In Nederland komen veel kleine diersoorten voor, die gebruik maken van verschillende leefgebieden. In het ene gebied vinden ze bijvoorbeeld makkelijk hun lievelingskostje, terwijl ze in een andere gebied veilige holen kunnen bewonen. Maar leefgebieden zijn vaak van elkaar gescheiden. Er liggen obstakels tussen zoals: drukke wegen, steden of waterlopen.
Niet alle dieren kunnen die oversteken. Ze worden doodgereden, gevangen door vijanden of ze verdrinken. Voor kleine dieren is de oplossing niet zo moeilijk. Op veel plekken is makkelijk een tunnel aan te leggen, die niet veel groter hoeft te zijn dan een flinke buis onder de grond. Zo steek je wegen en waterwegen over, zonder enorm diep te hoeven graven of grote bouwwerken neer te hoeven zetten.

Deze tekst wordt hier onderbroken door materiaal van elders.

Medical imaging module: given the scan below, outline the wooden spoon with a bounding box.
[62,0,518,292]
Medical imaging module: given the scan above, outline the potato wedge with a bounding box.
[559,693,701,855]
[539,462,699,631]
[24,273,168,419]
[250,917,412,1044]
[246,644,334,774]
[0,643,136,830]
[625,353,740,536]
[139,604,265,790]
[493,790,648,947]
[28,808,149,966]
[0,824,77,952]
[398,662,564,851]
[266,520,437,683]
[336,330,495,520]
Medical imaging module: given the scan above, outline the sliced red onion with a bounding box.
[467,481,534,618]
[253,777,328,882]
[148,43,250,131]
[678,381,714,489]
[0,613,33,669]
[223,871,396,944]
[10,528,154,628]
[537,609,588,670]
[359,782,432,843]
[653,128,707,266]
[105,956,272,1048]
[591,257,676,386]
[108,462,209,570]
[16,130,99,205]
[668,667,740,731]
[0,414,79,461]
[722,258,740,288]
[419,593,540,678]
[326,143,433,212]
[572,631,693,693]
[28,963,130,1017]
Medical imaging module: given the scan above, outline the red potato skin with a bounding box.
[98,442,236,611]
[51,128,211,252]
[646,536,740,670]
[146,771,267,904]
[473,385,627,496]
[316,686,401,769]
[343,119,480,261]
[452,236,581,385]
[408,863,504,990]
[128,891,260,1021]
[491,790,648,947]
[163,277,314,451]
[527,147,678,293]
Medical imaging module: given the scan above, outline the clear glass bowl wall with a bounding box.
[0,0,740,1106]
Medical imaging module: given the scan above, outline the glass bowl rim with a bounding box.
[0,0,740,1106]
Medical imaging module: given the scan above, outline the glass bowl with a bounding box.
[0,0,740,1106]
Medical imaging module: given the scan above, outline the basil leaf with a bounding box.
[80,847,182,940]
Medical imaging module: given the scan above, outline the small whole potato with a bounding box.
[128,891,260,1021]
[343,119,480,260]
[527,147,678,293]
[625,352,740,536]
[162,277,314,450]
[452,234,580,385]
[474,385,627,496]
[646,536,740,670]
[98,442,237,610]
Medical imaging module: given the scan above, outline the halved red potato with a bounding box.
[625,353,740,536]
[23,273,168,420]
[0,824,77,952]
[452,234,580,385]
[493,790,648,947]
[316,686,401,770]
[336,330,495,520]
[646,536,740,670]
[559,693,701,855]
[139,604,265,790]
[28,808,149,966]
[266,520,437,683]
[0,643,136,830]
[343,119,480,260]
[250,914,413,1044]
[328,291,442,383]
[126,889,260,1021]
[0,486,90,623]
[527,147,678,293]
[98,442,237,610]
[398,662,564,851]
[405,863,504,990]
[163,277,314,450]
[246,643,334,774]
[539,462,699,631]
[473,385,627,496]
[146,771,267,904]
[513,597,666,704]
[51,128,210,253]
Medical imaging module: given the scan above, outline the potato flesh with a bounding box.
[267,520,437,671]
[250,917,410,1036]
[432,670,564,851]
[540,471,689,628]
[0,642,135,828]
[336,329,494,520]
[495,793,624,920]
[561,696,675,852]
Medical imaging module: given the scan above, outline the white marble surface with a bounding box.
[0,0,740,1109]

Een diersoort die veel gebruik maakt van dit soort door mensen aangelegde tunnels is de das. Daarom worden deze tunnels ook dassentunnels genoemd. Dat wil echter niet zeggen dat dieren als: konijnen, padden en andere kleine kruipers en sluipers er geen gebruik van maken. Zij komen er net zo goed doorheen.